Robert Schumann fue el encargado de iniciar ese capítulo con su Concierto en la menor op.129 de 1850, escrito en apenas un par de semanas, que vino a estrenarse en 1860, cuatro años después de su muerte, como ocurre con buena parte de su obra, es enigmático, esquiva el virtuosismo, resulta profundamente lírico y es una de las piedras angulares del repertorio.

Luego de Schumann parecería que los compositores se desentienden del instrumento, pero diez años más tarde, en 1865, Antonín Dvořák escribe un Concierto en La mayor que nunca orquestó, pero 30 años más tarde hizo el en Si menor op. 104 que para muchos la cumbre de su repertorio.

Camille Saint-Saëns escribió dos, el en La menor op. 33 de 1872 y el en Re menor op. 119. Del también francés Édoard Lalo es el en Re menor de 1877 que es intenso, muy dramático y sumamente difícil.

Brahms, desgraciadamente, no escribió uno para violonchelo solista, pero sí el Doble para violín y violonchelo de 1887 que está entre las grandes obras de concierto de todo el siglo XIX: no es de carácter virtuoso, pero sí indaga sobre la gran tradición virtuosística del barroco.

Del año inmediatamente anterior son las Variaciones rococó, op. 33 de Tchaikovsky, que desde el romanticismo exacerbado del compositor miran el clasicismo mozartiano y, hay que decirlo más adelante, le valieron a Santiago Cañón la medalla de plata del Concurso Tchaikovsky de Moscú el año pasado.

El siglo XX no fue ajeno al violonchelo: el británico Elgar entregó una de las obras imprescindibles, el en Mi menor, op. 85. Max Bruch amplió el repertorio con el Kol Nidrei op. 47, Richard Strauss lo incluyó como solista en Don Quijote, también Prokofiev escribió conciertos y su compatriota Kavaleski hizo lo propio. Los de Shostakovich, de 1959 y 1966 son indispensables, también el de Ligetti de 1966.

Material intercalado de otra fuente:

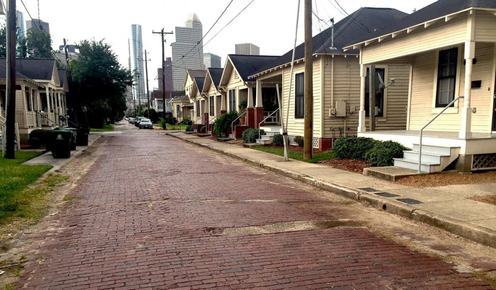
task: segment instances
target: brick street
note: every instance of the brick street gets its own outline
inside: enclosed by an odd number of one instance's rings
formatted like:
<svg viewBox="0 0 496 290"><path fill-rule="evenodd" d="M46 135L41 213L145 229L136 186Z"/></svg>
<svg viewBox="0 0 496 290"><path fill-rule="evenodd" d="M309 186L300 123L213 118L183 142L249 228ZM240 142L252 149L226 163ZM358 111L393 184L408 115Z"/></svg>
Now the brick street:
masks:
<svg viewBox="0 0 496 290"><path fill-rule="evenodd" d="M350 219L297 181L121 123L33 233L18 287L36 289L491 289L366 227L223 230Z"/></svg>

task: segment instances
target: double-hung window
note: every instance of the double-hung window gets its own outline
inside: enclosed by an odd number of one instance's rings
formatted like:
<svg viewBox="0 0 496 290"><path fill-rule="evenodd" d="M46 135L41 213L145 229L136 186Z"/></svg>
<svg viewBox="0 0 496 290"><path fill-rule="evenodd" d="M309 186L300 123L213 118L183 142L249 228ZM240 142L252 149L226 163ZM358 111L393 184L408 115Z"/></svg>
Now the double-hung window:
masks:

Del pasado reciente, los dos de Penderecki, de 1872 y 1982 y los de Schnittke que son, respectivamente de 1986 y 1990.

La lista es más larga, Villa Lobos, Hindemith, Barber, Jachaturiam… y un etcétera enorme.

Los violonchelistas

Grandes violonchelistas, obviamente los hubo desde el momento mismo cuando salían del taller de Stradivarius sus grandes obras maestras, como el Barjansky de  1690 que toca Julian Lloyd Weber, el Bajo palatino que está en el Palacio Real de Madrid, el Davidov que eterniza el nombre del violonchelista favorito de Tchaikovsky, que perteneció a Jaqueline di Pré y hoy está en las buenas manos de Yo-Yo Ma, el Piatti de 1720 le pertenece al mejicano Carlos Prieto, que hasta le escribió un libro.

Pero, para que aparecieran las Estrellas del violonchelo hubo que esperar hasta el siglo XX. El primero fue Pablo Casals, a quien se debe, entre otras, el descubrimiento de las Suites de Bach y su llegada a las salas de concierto. Casals fue una verdadera leyenda y a él debe el instrumento buena parte de su popularidad hoy en día.

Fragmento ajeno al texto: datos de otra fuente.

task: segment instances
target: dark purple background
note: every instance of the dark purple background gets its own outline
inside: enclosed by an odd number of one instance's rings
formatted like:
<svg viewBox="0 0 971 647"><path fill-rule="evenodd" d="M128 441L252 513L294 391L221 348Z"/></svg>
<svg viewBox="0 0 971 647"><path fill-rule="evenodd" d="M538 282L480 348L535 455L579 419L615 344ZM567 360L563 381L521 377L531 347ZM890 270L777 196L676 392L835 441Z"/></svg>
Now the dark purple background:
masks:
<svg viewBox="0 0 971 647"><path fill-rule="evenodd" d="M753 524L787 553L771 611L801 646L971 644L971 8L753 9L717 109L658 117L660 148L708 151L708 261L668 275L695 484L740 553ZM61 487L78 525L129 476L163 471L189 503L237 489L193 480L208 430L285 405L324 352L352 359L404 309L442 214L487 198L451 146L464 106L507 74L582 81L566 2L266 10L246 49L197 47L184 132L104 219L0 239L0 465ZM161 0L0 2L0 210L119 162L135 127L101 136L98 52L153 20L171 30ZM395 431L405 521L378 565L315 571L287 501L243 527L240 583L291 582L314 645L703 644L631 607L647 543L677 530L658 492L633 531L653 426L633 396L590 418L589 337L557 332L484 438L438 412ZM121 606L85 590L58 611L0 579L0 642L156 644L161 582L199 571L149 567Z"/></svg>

Mstislav Rostropovich fue en su momento el chelista más admirado y querido del mundo, fue sin duda uno de los más intensos de todos los tiempos.

Del francés Pierre Fournier se dijo que era El aristócrata del violonchelo y la británica Jaqueline du Pré una leyenda.

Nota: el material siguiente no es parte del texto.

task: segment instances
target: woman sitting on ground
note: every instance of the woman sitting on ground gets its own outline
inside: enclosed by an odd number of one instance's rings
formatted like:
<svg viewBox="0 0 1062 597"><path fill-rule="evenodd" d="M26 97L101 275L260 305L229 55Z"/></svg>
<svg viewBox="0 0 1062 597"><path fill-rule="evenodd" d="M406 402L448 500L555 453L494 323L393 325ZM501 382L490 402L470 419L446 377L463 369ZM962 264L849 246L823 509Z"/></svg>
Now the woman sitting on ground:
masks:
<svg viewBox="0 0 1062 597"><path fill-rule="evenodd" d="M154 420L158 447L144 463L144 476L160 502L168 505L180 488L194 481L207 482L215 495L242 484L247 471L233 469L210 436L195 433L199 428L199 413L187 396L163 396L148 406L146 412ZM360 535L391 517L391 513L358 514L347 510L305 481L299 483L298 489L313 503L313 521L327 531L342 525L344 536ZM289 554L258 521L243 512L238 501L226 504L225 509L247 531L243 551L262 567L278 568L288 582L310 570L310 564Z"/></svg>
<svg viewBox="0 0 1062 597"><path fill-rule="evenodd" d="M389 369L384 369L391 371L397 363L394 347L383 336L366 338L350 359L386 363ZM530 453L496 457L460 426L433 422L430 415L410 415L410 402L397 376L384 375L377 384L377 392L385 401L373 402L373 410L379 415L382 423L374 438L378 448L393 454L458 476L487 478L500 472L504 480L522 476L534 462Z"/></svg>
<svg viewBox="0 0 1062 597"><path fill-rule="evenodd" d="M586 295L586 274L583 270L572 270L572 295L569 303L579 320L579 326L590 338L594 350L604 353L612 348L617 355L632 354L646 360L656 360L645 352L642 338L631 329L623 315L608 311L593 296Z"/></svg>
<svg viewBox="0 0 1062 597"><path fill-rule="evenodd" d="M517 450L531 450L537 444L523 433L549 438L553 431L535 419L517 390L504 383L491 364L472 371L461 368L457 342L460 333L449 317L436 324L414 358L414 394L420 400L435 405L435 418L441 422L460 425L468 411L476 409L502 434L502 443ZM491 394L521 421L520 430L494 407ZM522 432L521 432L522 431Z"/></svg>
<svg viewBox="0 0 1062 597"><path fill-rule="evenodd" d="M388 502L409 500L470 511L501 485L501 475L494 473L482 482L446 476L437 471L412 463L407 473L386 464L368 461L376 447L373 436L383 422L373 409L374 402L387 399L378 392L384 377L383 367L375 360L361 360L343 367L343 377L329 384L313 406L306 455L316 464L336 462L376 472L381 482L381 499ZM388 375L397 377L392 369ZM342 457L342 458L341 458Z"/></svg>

Mischa Maiksky es un genio, Heinrich Schiff una inspiración. La argentina Sol Gabetta seduce al mundo y el francés Gautier Capuçon debe ser el chelista francés más famoso de nuestro tiempo.

Lynn Harrel, que murió el pasado 27 de abril, fue discípulo de Leonard Rose, era admirado, querido y respetado en el mundo entero, su instrumento era un Montagnana de 1720 y su repertorio asombrosamente ecléctico.

Casi con absoluta seguridad, el más querido, famoso y reconocido de todos los chelistas de la actualidad es Yo-Yo Ma, francés de nacimiento, de origen chino y en parte formado en los Estados Unidos: aúna a su dominio técnico su inteligencia, versatilidad, profundidad y un carisma que apenas se compara con el de Rostropovich.

Cierro con el nombre de Santiago Cañón, bogotano, que por derecho propio está en la élite internacional de los grandes. El año pasado se alzó con la medalla de plata del Concurso Tchaikovsky en Moscú. De los violonchelistas nacidos en el país, el único con categoría internacional. Sin duda un orgullo nacional, aún no lo suficientemente reconocido

Si la carrera de Harrell concluyó hace unos días, la de Cañón apenas empieza.